The efficacy of active warming in preventing unplanned hypothermia during perioperative period in pediatric surgery patients in a tertiary care center
DOI:
https://doi.org/10.30714/j-ebr.2021165772Keywords:
Body temperature, surgical procedures, hypothermia, active warming, childAbstract
Aim: To investigate the effects of using the active warming method on children with hypothermia in the perioperative period and examining the effects of hypothermia on awakening time, pain, shivering and hospital stay.
Methods: This study included patients 18 years of age and younger who underwent surgery in the pediatric surgery department of a tertiary hospital. The active warming group consisted of 28 patients and the control group consisted of 29 patients.
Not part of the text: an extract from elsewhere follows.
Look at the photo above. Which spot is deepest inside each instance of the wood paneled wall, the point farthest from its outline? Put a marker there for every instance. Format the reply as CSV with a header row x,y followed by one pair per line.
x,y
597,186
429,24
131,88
The first group of patients was actively warmed during the surgery and the second group was treated as the control group and did not actively receive any warming therapy. Preoperative body temperatures of the cases were measured. In addition, body temperatures were recorded every 15 minutes in the intraoperative and postoperative periods.
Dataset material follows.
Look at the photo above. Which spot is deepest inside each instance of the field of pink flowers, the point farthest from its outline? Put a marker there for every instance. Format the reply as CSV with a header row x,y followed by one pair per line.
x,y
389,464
Results: There was no statistically significant difference in preoperative body temperature between the control group and the active warming group. When body temperature were examined in the intraoperative period, there was no significant difference between the groups at the first 15 minutes of operation; however, the mean of the body temperature in active warming group was significantly higher than the control group at the 30th, 45th , and 60th minutes of operation. It was determined that patients in the control group had a longer stay in the hospital and the amount of time for waking at the end of the anesthesia was shorter in the active heating group than in the control group.
Conclusions: The results of our study suggest that active heating with a carbon fiber resistant system is an effective method to prevent unplanned hypothermia in operated children.